SolrMarc is designed to read MARC records and to extract data from those records to build an Apache Solr index. It relies on the library Marc4j for reading MARC records and then uses a user-provided indexing specification to determine what fields are to be created for the Solr input document, and where that data should be extracted from, lastly it uses the SolrJ library for sending the Solr input documents to the Solr index.
As of version 3.0 the program has been completely re-written, based on code written by Oliver Obenland, (See https://github.com/oobenland/SolrMarc-Indexer-Tests)
The key design improvement Oliver created is to essentially compile the indexing specification once, and then apply that "compiled" version to each of the records that need indexing. I have taken his code and added handling of the basic field specification of SolrMarc (such as:
title_display = 245abnp ) via a parser specification
(CUP and JFlex) which makes defining and handling more complex specifications simpler.
The goal of the design is a program which operates much the same as the earlier versions of SolrMarc, including being able to process index specifications that worked with previous versions and produce substantially the same Solr records.

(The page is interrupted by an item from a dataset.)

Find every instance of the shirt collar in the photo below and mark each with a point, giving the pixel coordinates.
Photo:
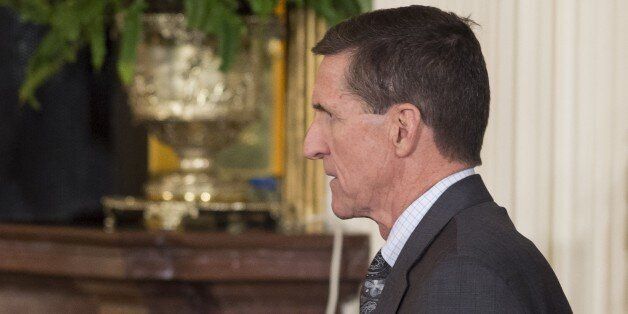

But with the further goals of operating much faster and supporting a richer superset of features in the index specification language.
Included with this project is a Swing-based interactive interface that could eventually be used to develop, modify, extend and debug a set of indexing specifications, but for now it can be used to see how some of the new features will work.
A more in-depth description of the differences in this new version can be found in the Wiki, as well as information on how to install the program, how to create an index specification, how to run the program with that specification.
Additionally there is some information there about the code and design of the program for those that might be interested in contributing to the project.